The objective of surgical management is to ameliorate symptoms in a conservative manner, by excision or cytoreduction of adenomyotic lesions, while preserving, even improving, fertility.3,11,31 The choice of procedure depends, ultimately, on the location and extent of disease, the patient’s desire for uterine preservation and fertility, and surgical skill.3
Historically, hysterectomy was used to treat adenomyosis; for patients declining fertility preservation, hysterectomy remains the definitive treatment. Since the early 1950s, several techniques for laparotomic reduction have been developed. Surgeries that achieve partial reduction include:
Wedge resection of the uterine wall entails removal of the seromuscular layer at the identified location of adenomyotic tissue, with subsequent repair of the remaining muscular and serosal layers surrounding the wound.3,32 Because adenomyotic tissue can remain on either side of the incision in wedge resection, clinical improvement in symptoms of dysmenorrhea and menorrhagia are modest, and recurrence is possible.7
Modified reduction surgery. Modifications of reduction surgery include slicing adenomyotic tissue using microsurgery and partial excision.33
Transverse-H incision of the uterine wall involves a transverse incision on the uterine fundus, separating serosa and myometrium, followed by removal of diseased tissue using an electrosurgical scalpel or scissors. Tensionless suturing is used to close the myometrial layers in 1 or 2 layers to establish hemostasis and close the defect; serosal flaps are closed with subserosal interrupted sutures.34 Data show that, following surgery with this technique, 21.4% to 38.7% of patients who attempt conception achieve clinical pregnancy.7
Complete, conservative resection in cases of diffuse and focal adenomyosis is possible using the triple-flap method, in which total resection is achieved by removing diseased myometrium until healthy, soft tissue—with normal texture, color, and vascularity—is reached.2 Repair with this technique reduces the risk of uterine rupture by reconstructing the uterine wall using a muscle flap prepared by metroplasty.7 In a study of 64 women who underwent triple-flap resection, a clinical pregnancy rate of 74% and a live birth rate of 52% were reported.7
Minimally invasive approaches. Although several techniques have been developed for focal excision of adenomyosis by laparotomy,7 the trend has been toward minimally invasive surgery, which reduces estimated blood loss, decreases length of stay, and reduces adhesion formation—all without a statistically significant difference in long-term clinical outcomes, compared to other techniques.35-39 Furthermore, enhanced visualization of pelvic organs provided by laparoscopy is vital in the case of adenomyosis.3,31
How our group approaches surgical management. A challenge in laparoscopic surgery of adenomyosis is extraction of an extensive amount of diseased tissue. In 1994, our group described the use of simultaneous operative laparoscopy and minilaparotomy technique as an effective and safe alternative to laparotomy in the treatment of myomectomy6; the surgical principles of that approach are applied to adenomyomectomy. The technique involves treatment of pelvic pathology with laparoscopy, removal of tissue through the minilaparotomy incision, and repair of the uterine wall defect in layers.

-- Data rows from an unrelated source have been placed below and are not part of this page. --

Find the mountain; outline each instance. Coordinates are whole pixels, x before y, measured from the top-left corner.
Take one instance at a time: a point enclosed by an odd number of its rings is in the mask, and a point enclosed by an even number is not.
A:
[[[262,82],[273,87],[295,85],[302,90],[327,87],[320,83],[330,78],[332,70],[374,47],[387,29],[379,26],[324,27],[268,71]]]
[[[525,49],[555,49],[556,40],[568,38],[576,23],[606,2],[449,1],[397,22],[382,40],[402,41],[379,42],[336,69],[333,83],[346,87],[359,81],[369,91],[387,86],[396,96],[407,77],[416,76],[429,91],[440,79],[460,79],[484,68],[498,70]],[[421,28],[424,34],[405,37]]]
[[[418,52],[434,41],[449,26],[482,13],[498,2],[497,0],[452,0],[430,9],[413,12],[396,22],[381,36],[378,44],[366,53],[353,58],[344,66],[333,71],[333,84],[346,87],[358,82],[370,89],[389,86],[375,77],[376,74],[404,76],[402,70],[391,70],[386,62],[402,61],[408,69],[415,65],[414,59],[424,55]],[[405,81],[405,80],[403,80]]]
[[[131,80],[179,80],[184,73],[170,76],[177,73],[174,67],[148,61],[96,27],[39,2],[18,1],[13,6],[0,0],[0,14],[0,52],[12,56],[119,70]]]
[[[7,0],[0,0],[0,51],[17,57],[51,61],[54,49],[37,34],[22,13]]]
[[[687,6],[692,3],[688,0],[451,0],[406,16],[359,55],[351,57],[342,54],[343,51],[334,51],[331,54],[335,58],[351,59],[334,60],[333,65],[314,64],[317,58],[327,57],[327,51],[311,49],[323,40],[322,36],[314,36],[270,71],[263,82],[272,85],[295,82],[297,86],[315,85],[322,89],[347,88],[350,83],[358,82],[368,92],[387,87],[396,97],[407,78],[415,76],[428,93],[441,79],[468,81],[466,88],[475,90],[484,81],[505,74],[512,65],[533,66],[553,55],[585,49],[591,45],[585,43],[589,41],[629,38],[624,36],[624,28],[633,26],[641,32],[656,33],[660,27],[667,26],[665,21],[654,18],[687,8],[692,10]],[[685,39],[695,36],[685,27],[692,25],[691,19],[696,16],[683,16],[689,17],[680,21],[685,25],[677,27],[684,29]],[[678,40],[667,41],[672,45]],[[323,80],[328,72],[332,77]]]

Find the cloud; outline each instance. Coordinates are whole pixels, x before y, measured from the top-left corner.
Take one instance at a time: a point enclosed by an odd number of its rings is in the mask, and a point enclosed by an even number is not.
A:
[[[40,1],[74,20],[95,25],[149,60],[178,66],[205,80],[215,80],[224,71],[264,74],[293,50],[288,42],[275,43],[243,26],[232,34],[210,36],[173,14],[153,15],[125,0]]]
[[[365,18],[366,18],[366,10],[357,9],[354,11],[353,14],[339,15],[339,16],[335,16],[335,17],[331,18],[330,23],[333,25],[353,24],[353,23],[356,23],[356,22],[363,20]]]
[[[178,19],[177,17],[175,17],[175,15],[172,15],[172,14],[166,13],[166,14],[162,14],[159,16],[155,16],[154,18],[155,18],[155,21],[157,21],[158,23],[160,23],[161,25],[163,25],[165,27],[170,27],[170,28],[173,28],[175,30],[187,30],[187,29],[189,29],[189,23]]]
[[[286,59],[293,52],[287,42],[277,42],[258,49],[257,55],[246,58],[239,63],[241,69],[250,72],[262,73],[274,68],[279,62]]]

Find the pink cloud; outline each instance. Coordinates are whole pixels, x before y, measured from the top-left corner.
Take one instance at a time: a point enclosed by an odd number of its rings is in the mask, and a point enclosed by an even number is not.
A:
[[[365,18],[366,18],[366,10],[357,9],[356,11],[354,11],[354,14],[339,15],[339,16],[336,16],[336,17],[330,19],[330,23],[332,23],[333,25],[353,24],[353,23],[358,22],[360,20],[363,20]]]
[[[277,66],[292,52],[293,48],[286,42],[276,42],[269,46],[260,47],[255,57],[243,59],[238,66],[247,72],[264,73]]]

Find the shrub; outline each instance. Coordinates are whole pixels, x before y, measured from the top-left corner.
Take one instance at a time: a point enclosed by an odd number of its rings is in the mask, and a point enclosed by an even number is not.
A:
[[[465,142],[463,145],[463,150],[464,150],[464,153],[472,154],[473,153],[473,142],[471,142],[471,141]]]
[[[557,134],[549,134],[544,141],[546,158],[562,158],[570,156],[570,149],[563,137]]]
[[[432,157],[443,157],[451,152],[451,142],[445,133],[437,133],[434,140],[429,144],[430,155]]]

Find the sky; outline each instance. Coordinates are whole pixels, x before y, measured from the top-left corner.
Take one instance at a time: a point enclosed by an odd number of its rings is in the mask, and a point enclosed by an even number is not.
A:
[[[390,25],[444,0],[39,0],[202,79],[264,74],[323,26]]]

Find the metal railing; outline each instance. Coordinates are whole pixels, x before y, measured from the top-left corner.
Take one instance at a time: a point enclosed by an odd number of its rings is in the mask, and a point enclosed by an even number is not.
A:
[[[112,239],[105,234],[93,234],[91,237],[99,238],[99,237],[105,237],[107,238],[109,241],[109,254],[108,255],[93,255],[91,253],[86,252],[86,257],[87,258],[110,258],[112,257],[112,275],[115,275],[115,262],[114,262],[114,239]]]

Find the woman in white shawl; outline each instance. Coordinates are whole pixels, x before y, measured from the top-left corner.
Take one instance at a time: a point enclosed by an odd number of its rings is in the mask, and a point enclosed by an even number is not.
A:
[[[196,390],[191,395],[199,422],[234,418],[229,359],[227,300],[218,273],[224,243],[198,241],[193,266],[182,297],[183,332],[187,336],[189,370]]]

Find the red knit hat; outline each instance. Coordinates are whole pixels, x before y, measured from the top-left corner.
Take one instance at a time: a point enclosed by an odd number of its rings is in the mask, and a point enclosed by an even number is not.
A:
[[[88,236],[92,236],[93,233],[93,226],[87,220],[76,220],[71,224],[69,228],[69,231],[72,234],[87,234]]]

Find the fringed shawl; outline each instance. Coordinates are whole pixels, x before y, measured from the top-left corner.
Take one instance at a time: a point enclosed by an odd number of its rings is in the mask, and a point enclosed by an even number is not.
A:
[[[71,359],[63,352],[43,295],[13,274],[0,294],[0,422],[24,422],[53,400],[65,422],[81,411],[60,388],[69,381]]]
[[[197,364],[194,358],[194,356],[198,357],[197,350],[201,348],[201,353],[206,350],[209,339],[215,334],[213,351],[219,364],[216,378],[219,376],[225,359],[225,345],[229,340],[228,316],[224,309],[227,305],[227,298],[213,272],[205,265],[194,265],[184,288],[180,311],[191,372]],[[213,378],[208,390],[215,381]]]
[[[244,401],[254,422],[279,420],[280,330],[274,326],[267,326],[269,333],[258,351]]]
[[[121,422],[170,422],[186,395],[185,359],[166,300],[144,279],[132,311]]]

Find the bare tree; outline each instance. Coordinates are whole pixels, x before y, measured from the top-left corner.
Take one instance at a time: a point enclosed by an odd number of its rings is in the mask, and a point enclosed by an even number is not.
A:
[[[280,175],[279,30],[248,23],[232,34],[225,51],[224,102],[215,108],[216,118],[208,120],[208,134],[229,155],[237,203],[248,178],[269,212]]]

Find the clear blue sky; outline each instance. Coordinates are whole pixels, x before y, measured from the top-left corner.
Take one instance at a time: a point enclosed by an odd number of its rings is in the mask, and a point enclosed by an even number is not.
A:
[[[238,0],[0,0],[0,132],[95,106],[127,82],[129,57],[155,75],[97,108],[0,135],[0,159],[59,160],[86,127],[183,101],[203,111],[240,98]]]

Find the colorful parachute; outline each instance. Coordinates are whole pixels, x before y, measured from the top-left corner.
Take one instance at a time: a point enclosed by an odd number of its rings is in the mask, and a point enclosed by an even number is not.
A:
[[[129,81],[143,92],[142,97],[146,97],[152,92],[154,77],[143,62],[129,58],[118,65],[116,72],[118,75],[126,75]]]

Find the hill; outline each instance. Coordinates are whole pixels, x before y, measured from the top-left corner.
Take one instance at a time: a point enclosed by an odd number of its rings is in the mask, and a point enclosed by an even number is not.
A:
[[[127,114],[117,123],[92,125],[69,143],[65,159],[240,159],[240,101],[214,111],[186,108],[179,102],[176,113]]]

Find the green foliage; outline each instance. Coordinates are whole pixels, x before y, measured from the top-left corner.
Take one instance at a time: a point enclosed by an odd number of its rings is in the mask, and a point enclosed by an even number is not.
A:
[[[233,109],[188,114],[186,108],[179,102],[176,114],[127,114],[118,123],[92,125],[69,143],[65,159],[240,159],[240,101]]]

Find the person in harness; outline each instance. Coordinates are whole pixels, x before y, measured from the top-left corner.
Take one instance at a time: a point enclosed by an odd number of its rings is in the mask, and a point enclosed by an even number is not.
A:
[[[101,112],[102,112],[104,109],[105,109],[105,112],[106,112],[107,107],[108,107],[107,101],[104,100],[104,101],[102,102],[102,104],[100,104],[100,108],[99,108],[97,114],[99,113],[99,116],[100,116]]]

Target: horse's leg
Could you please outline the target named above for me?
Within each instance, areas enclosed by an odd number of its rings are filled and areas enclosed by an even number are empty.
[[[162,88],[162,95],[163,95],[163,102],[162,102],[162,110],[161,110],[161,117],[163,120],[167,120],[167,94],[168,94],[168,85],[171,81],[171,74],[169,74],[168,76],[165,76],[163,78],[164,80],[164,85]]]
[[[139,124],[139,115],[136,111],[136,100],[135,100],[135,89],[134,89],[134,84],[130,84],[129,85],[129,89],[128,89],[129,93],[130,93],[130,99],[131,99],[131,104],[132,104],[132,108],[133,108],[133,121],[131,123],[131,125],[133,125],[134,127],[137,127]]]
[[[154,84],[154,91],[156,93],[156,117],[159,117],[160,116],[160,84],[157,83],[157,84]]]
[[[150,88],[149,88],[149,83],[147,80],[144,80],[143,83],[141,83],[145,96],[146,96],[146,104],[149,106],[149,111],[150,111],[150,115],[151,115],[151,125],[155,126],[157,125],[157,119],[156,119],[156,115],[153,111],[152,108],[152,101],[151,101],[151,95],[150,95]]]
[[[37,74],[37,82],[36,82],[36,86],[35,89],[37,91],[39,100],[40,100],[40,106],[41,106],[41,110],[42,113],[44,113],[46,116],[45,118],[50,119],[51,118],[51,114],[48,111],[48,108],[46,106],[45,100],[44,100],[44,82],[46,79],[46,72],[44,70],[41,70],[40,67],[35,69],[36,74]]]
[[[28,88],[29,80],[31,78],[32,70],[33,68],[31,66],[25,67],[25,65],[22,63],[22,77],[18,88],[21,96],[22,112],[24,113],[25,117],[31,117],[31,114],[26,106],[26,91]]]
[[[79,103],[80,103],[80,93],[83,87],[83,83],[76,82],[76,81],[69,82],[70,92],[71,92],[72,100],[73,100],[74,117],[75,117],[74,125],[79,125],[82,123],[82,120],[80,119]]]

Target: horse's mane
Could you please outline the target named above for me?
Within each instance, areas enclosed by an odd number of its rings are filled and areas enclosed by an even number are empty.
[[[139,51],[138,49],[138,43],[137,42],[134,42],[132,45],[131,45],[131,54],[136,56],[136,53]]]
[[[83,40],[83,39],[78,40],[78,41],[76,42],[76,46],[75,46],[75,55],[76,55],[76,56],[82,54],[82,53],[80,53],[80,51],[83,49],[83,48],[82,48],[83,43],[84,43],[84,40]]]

How adenomyosis originates is not fully understood. Several theories have been proposed, however (including, more prominently, the first 2 below):
Invasion theory. The endometrial basalis layer invaginates and invades the myometrium1,2 (FIGURE); the etiology of invagination remains unknown.
Reaction theory. Myometrial weakness or dysfunction, brought on by trauma from previous uterine surgery or pregnancy, could predispose uterine musculature to deep invasion.3
Metaplasia theory. Adenomyosis is a result of metaplasia of pluripotent Müllerian rests.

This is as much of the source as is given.